Sunday, April 26, 2009

Southeast Engine "From the Forest to the Sea"

Southeast Engine hail from midwest and their music hails from a deeper field.  Upon first listens the use of piano and organ indicate that this isn't your usual "Hey lets smoke/drink and pretend we are doing Basement Tapes covers".  There is also a strong religious under current to the music, but more of a seasonal approach than a holier than thou angle.  When one spends time in the midwest one has a better appreciations of time, seasons, death and life.  There seems to be a shorter amount of time to make things happen when one lives there, but the midwest has a tendency to not change either despite the constant seasonal changes.  Their are superficial changes as humans progress but the basic core roots of good and evil, and the harvest never leave you if you come from the central part of the United States or spend any amount of time there.

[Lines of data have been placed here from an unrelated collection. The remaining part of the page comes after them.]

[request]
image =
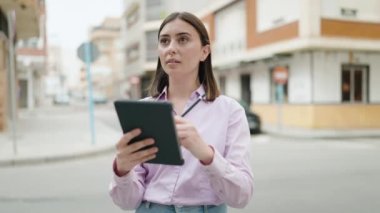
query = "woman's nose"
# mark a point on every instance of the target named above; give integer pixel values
(172, 48)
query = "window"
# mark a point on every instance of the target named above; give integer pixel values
(132, 15)
(354, 84)
(222, 84)
(133, 53)
(279, 92)
(154, 10)
(151, 45)
(245, 80)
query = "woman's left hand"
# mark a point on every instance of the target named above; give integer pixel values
(191, 140)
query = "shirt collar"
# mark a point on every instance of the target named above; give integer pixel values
(200, 92)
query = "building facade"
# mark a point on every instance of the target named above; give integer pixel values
(300, 63)
(26, 14)
(140, 23)
(107, 74)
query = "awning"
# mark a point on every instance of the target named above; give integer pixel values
(27, 16)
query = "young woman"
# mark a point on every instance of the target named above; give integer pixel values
(214, 134)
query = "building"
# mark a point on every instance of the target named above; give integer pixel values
(32, 65)
(140, 23)
(26, 26)
(107, 69)
(300, 63)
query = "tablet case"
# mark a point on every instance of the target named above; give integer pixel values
(156, 121)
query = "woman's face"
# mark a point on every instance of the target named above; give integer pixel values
(180, 49)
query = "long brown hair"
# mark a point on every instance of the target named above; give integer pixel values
(205, 73)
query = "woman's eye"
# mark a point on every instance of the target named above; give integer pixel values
(183, 40)
(164, 41)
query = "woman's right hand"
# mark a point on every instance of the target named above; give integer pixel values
(128, 155)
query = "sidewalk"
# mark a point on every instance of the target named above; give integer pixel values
(55, 133)
(321, 133)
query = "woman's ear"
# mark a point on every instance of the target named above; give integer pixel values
(205, 52)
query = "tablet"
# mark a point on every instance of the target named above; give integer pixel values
(155, 119)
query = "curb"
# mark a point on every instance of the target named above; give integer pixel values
(29, 161)
(321, 134)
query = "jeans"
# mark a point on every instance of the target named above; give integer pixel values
(148, 207)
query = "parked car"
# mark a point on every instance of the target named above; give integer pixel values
(61, 99)
(99, 98)
(254, 121)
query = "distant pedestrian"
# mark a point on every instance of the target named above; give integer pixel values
(214, 135)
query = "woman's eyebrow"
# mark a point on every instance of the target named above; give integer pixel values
(177, 35)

The album opens with a three piece suite called The Forest, which sets the tone for the album.  Plaintitive vocals tell tales of the bible, and the people who react to them.  The only part of the first side that doesn't do much (personally) is the last song "Black Gold", lyrically it is great but it falls into a rousing indie rock approach that harkens to the Twin Tone era.  It isn't a bad song but seems like an earlier song in that they wrote.  There is a gentle pain that guides this album that gives it the sensation of being there when you need it.  This isn't Saturday night music but is definitely Sunday morning "skipping church" music and I look forward to their growth.

Thursday, April 2, 2009

Beware- Bonnie Prince Billy

I have had a love/hate relationship for years with Will Oldham.  Part of me has never liked the rustic mumblings of his early work as Palace, but part of me kept trying to figure out what he was saying.  This new album under his current working project of Bonnie Prince Billy has been labeled a country rock/outlaw country album and I think that is more misleading.  If you wanted to hang a label on this I would say it  has more of a Bakersfield sound than anything else.  Will has lined some of Chicago's finest jazz musicians to create a musically challenging backdrop to his beat poet/country hybrid.   The lyrics volley back and forth between traditional country fare and his odd ball philosophical entrapments that make his best work so captivating.

I am not quite sure what the next step in Bonnie Prince Billy's journey is but I am more than willing to follow.